200 million DAU, each user post 3 tweets per day = 600 million tweet per day.

Each tweet with 140 bytes as content and 30bytes as metadata, and 20% of them contains photo 20KB, and 10% of contains 2Mb video.

Each user read 5 times hometimeline and 5 times other user's timeline, each timeline contains 20 tweets.


Data storage:

so the total size will be: 600m * (170bytes + 20kb * 30% + 2Mb * 10%) = 180TB per day


Bandwidth: 200 million * (5 + 5) * 20 * (140 bytes + 10 % * 2Mb + 20% * 20kb) / 86400 = 120 GB/s



API Design


  1. createTweet(userToken, String tweetcontent) -> response status code
  2. hometimeline(userToken, int pagesize, optional int pageOffset: indicating current page location) -> tweets list
  3. user timeline(userToken, int userId, int pagesize, optional int pageOffset) -> tweets list
  4. likeOrUnlikeTweet(userToken, int tweetId, boolean likeOrDislike) -> response status code






Database design


I'd choose MongoDB as our database, because:

  1. The tweets data are 180TB per day, a lot of data.
  2. The low latency is our requirement.
  3. We have horizontal scalability needs.

Database design:


Tweet:


TweetID: Integer, primary key

content: Varchar(140)

Metadata: Varchar(30)

....


User:

userId: Integer, primary key

email: varchar(30)

isHotUser: Boolean


Follower:

followerUserId: Integer

FolloweeUserId: Integer

FollowingDate: Timestamp







High level design







Request Flow

Can see from the high level diagram


Core component design


To ensure latency, every time a user post a tweet, the fanout service will retrieve follower data from database and then update the followers' timeline in the cache, and every user wanna get timeline, they check the cache firstly, if not existed, then they will query the database.


And for checking other's timeline, we can combine the push and pull mode, for hot users, we use the push mode, which means we add its updates in cache to reduce the database load and improve latency, and for cold user, we only query the database when needed, as querying in database is less efficient than redis.


And to better avoid staleness for the data in cache, we can update the cache regularly, and user LFU as our cache eviction policy.


For database sharding, we have 3 options: Sharding by userId, sharding by tweetCreationDate, sharding by tweetId.

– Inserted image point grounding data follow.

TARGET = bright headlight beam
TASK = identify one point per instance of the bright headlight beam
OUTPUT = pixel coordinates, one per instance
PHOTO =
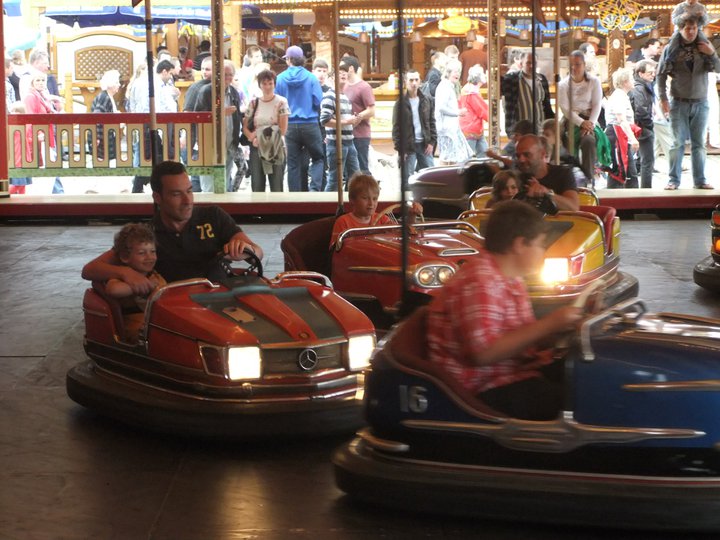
(555, 270)
(359, 350)
(244, 363)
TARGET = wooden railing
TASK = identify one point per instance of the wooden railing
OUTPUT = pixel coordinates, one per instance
(81, 149)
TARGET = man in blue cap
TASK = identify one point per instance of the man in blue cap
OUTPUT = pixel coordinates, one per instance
(302, 90)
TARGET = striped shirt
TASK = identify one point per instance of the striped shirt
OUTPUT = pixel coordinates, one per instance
(474, 309)
(327, 112)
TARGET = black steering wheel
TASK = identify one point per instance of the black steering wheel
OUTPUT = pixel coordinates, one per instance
(250, 257)
(590, 301)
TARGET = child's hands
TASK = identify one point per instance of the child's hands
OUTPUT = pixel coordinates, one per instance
(705, 48)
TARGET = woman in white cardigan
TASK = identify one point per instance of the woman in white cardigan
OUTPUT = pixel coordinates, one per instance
(452, 146)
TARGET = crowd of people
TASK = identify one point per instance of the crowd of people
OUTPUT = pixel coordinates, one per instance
(282, 129)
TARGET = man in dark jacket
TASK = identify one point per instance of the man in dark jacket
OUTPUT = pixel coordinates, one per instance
(419, 126)
(192, 103)
(642, 97)
(434, 74)
(517, 89)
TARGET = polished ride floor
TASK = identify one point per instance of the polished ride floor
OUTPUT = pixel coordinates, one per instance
(68, 473)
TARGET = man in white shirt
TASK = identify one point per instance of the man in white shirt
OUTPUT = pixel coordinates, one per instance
(580, 98)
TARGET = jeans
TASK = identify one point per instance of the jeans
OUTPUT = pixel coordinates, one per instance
(298, 137)
(362, 145)
(349, 165)
(663, 138)
(479, 146)
(647, 157)
(258, 178)
(688, 121)
(57, 186)
(418, 160)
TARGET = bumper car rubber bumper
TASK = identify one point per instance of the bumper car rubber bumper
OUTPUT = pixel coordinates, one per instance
(180, 414)
(661, 503)
(624, 287)
(706, 274)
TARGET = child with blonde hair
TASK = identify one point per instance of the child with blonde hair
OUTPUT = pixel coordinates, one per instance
(134, 246)
(363, 193)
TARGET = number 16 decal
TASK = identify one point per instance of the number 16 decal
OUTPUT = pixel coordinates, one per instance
(412, 399)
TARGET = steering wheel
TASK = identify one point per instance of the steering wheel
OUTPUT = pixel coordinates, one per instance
(250, 257)
(390, 212)
(387, 212)
(590, 301)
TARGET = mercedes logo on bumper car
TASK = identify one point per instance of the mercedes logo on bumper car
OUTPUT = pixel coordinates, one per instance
(307, 360)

Here we can use sharding by tweetId, as it can better avoid the hot user problem while the other 2 ways are easier when doing query and easier implemented.


And for the database, we will do a master-slave mode to ensure availability and eventual consistency, although it increases implementation complexity and cost more resources, and can avoid a single point of failure.